Materials and methods

Genome sequences

Draft genome sequences for five palm tree species (P. dactylifera, C. nucifera, C. simplicifolius, E. oleifera, and E. guineensis) were selected for the analysis of SSR distributions at the genomic level. These genomes have been assembled at the scaffold level according to the genomic resources of the National Center for Biotechnology Information (NCBI). The genome sequences with accession numbers of GCA_000413155.1, GCA_003604295.1, GCA_900491605.1, GCA_000441515.1, and GCA_001672495.1 were downloaded in FASTA format from the Genomes FTP site (ftp://ftp.ncbi.nlm.nih.gov/genomes/).

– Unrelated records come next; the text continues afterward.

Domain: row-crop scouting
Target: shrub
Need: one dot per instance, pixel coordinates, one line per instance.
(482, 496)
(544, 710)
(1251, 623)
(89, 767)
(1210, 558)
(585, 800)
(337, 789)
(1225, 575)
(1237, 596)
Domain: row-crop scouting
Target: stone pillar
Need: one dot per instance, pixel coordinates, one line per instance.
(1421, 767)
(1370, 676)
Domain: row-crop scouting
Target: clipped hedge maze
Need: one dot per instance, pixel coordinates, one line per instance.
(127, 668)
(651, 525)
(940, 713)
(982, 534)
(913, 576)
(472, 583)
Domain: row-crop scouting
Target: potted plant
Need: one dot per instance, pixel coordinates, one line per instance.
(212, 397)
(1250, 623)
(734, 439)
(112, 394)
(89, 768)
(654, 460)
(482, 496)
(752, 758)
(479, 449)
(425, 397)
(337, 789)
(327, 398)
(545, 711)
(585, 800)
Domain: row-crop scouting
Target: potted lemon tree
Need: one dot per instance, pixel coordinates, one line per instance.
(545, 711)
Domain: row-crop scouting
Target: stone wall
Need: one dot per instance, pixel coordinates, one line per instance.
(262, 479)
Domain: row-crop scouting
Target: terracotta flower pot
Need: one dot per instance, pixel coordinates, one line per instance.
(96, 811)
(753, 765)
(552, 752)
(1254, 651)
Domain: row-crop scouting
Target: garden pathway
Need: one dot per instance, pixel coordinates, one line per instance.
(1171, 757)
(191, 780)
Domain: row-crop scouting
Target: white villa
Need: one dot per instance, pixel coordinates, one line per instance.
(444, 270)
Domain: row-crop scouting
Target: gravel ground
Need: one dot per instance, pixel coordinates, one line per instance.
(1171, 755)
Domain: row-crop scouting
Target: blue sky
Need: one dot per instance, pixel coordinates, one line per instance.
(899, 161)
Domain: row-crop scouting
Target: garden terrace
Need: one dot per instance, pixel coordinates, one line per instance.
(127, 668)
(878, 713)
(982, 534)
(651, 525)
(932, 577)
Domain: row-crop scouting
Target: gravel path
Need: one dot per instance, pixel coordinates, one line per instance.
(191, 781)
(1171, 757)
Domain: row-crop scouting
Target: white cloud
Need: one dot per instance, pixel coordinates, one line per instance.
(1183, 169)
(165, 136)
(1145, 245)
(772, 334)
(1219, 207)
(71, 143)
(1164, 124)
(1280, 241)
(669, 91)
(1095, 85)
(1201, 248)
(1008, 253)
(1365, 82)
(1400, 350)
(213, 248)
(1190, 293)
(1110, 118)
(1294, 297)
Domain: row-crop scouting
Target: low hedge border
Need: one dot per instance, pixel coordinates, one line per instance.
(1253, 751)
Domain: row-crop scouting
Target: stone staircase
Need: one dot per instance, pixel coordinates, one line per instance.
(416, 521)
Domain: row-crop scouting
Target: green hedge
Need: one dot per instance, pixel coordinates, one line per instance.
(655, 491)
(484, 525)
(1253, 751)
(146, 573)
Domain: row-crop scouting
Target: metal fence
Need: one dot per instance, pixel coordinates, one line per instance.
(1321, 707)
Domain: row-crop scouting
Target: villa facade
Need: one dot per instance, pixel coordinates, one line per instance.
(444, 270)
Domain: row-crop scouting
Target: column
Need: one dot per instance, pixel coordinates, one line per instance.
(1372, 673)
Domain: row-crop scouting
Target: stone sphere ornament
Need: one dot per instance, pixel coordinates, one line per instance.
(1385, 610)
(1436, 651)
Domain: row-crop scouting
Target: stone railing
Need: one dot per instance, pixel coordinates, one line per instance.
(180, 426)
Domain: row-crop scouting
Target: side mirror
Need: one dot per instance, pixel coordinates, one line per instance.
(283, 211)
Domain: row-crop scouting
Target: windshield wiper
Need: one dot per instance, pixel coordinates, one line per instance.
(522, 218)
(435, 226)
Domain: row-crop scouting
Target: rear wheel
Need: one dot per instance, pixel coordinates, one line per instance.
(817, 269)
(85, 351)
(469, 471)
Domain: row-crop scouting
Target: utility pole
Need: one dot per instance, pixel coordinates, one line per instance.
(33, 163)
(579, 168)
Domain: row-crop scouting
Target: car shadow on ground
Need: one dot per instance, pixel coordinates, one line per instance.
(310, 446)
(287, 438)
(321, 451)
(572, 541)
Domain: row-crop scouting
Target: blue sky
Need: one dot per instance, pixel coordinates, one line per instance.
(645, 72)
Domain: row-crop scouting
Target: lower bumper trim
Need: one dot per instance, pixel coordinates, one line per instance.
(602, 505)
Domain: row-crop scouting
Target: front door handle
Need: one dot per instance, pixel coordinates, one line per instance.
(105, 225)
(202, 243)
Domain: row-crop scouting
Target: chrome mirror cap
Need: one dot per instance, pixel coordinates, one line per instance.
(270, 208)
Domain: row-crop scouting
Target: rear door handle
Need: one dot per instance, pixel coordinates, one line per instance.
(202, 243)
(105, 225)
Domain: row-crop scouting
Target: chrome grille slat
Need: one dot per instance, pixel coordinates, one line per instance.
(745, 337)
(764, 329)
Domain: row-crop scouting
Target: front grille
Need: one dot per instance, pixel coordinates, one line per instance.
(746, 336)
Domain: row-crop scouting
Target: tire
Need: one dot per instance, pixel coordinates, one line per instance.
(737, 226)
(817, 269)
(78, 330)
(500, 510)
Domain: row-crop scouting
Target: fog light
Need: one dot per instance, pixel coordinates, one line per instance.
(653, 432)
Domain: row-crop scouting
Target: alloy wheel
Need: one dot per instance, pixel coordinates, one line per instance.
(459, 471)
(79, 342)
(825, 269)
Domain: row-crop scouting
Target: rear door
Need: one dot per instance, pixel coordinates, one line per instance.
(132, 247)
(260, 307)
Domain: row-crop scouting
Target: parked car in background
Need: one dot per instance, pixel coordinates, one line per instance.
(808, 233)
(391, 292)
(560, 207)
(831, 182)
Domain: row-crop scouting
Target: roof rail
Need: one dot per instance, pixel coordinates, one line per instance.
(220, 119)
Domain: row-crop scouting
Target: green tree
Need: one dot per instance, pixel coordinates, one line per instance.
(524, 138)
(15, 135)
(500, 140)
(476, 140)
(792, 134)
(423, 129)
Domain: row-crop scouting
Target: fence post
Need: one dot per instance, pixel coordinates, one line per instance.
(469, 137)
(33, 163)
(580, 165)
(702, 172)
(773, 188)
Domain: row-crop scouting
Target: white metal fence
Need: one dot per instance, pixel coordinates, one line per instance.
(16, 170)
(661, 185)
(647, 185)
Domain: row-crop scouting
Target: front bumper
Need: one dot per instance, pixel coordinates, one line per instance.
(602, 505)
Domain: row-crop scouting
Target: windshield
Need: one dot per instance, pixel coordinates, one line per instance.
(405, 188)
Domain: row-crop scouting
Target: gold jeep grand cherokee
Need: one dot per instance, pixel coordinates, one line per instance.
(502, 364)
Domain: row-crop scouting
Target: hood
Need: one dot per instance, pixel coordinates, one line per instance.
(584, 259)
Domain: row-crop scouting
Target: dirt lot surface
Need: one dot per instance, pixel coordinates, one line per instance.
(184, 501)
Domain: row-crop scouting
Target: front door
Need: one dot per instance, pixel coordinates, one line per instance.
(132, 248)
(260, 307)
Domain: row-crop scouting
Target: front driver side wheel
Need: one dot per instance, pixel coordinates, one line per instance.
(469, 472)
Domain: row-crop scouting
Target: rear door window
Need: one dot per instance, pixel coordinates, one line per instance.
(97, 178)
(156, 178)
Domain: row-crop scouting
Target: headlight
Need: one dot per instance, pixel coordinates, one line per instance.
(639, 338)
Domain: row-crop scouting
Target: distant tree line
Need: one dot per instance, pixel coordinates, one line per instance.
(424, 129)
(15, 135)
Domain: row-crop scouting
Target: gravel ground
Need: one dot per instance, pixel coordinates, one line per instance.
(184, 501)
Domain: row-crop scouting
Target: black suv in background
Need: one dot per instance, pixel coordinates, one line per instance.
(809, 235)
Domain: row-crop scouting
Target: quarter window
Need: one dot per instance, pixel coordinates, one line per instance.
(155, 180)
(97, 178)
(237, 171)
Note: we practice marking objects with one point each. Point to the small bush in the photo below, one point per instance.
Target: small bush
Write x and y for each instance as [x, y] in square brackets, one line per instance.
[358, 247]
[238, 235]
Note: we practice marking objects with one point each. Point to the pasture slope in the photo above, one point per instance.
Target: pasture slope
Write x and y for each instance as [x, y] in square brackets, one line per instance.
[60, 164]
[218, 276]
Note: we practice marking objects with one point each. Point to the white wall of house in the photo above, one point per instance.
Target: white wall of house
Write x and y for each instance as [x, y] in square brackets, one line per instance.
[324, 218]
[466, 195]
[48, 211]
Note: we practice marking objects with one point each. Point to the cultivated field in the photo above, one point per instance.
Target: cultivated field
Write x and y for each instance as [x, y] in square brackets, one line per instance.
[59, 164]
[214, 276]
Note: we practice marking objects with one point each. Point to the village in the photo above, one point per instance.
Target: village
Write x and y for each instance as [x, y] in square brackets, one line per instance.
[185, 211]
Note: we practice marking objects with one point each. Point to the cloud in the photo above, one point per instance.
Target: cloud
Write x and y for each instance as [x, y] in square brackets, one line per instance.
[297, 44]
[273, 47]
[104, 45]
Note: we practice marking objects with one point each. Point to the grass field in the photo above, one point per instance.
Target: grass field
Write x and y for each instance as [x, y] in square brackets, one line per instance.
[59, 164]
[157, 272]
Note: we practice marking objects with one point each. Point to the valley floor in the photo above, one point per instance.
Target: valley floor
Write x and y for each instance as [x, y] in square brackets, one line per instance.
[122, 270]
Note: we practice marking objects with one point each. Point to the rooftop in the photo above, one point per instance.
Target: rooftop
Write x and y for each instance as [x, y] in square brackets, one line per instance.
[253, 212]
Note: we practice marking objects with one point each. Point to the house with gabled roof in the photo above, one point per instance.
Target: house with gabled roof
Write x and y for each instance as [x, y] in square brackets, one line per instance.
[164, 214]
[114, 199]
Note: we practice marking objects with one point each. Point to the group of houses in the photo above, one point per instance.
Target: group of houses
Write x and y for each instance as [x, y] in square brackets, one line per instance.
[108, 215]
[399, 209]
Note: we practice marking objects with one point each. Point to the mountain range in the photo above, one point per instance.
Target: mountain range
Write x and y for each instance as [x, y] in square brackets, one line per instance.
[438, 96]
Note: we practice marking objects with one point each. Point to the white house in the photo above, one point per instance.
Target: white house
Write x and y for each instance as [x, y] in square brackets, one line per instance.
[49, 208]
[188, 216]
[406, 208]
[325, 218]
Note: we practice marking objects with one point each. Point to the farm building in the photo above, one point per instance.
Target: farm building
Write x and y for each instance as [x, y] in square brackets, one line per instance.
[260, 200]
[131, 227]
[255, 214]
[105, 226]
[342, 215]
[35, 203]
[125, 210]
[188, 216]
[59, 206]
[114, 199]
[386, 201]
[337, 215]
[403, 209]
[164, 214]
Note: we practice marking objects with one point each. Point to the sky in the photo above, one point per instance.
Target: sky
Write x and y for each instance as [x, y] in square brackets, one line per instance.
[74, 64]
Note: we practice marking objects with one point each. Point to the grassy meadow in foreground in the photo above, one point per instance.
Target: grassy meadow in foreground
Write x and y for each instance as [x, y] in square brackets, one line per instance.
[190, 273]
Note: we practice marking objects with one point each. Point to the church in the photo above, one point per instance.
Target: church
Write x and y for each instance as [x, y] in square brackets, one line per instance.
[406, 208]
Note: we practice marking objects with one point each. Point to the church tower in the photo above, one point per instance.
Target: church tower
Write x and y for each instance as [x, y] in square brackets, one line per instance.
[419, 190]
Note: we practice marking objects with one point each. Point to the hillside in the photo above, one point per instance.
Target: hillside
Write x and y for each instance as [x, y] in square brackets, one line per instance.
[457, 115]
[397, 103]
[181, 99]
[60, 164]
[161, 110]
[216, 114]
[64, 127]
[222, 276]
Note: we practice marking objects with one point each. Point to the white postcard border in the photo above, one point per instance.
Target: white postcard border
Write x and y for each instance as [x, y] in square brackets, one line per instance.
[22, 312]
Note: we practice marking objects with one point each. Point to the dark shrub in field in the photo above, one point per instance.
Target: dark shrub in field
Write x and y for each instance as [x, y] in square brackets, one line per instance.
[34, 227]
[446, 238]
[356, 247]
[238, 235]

Genomic quality assessment

Completeness of the genome assemblies was assessed with Benchmarking Universal Single Copy Ortholog (BUSCO) v3.0.2 (Simão et al. 2015) with default settings. BUSCO genes are good candidates for evaluating genome completeness because from an evolutionary perspective, they are expected to be found in the tested genome (Simão et al. 2015; Waterhouse et al. 2017). The BUSCO tool analyzed each genome assembly state in terms of complete BUSCOs, complete and single-copy BUSCOs, complete and duplicated BUSCOs, fragmented BUSCO, and missing BUSCOs using a plant-specific database (embryophyta_odb9) that consisted of 1440 total BUSCO groups from 30 species.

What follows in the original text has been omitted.